Being a feature twirler is so much more than just a halftime performance every week. It is about inspiring young athletes, promoting school spirit, and being a part of something that is so much bigger than yourself. Use your talents to push you academically as well. Approach your studies with the same dedication and work ethnic that molded you into becoming a feature twirler because you will always have someone looking up to you. Be the role model that you used to look up to. CMB: When you were a young twirler, what college twirler(s) did you look up to, where did they twirl and why did you admire them?KB:
There are so many twirlers that have inspired me over the years; however, when I first started twirling I always remember watching Bobbie Jo Solomon and wanted to be just like her. She twirled at Penn State as the Blue Sapphire when I first started twirling. Her technique and presentation was always flawless, and her outgoing personality made her so much fun to be around.

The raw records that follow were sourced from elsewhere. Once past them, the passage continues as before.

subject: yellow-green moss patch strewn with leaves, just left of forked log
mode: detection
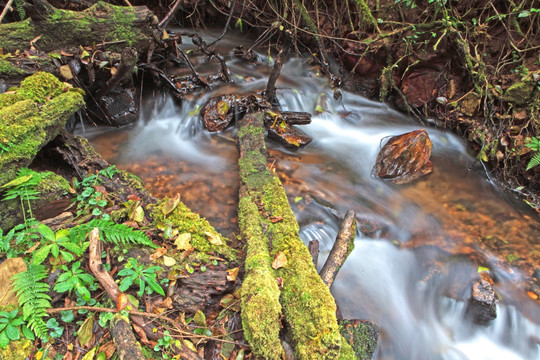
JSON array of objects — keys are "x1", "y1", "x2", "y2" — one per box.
[{"x1": 151, "y1": 198, "x2": 235, "y2": 260}]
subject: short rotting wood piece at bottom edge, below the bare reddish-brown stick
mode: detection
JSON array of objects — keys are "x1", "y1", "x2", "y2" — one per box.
[{"x1": 111, "y1": 314, "x2": 146, "y2": 360}]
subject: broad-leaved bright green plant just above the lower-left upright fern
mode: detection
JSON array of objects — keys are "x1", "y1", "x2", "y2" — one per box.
[{"x1": 33, "y1": 224, "x2": 83, "y2": 264}]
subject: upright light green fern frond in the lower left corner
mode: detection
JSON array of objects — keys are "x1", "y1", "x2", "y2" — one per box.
[{"x1": 13, "y1": 264, "x2": 51, "y2": 338}]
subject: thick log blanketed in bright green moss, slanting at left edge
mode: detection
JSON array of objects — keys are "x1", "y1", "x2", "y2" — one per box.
[{"x1": 0, "y1": 72, "x2": 84, "y2": 186}]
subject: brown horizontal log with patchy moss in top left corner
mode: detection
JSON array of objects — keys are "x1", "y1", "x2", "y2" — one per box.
[{"x1": 0, "y1": 0, "x2": 157, "y2": 52}]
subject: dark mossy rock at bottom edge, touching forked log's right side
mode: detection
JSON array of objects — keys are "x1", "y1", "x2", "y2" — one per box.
[{"x1": 339, "y1": 320, "x2": 379, "y2": 360}]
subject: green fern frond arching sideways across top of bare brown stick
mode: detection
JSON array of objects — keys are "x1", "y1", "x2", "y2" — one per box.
[{"x1": 72, "y1": 219, "x2": 156, "y2": 248}]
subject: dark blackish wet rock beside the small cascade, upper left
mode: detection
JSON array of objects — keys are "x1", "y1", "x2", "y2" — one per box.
[{"x1": 101, "y1": 87, "x2": 139, "y2": 127}]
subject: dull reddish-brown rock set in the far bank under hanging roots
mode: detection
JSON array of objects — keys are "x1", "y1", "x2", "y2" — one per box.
[{"x1": 401, "y1": 68, "x2": 441, "y2": 107}]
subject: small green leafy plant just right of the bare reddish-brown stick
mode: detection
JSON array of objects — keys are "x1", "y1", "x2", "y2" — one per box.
[{"x1": 118, "y1": 258, "x2": 165, "y2": 297}]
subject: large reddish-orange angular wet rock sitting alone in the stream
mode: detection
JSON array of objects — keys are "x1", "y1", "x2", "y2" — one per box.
[{"x1": 373, "y1": 129, "x2": 433, "y2": 184}]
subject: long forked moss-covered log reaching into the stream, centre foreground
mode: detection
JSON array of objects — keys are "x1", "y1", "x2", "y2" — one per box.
[{"x1": 237, "y1": 113, "x2": 354, "y2": 359}]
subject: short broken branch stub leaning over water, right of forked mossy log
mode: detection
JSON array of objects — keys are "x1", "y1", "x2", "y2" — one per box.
[{"x1": 319, "y1": 210, "x2": 356, "y2": 288}]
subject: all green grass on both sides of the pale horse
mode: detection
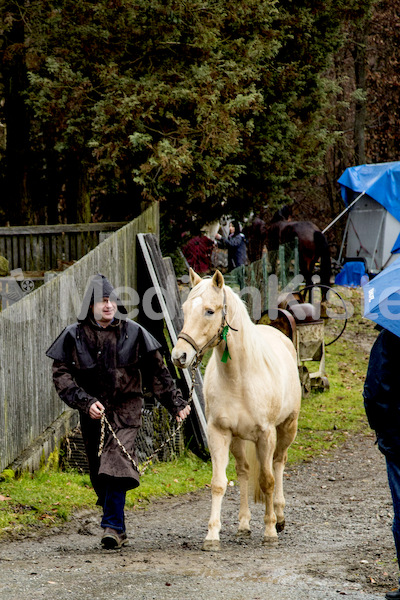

Bobbie Jo and I after I won 2006 Intermediate Preteen Miss Majorette of the Mid-Atlantic CMB: What are the next steps for you, inside and outside of twirling?KB:
My next steps inside of twirling definitely depends on what is going to happen outside of twirling in the next couple of months. I currently just applied to Physical Therapy school all across the country, and am waiting to hear back. It is my goal to attend one more twirling nationals this year, unfortunately it will really depend on my upcoming school plans.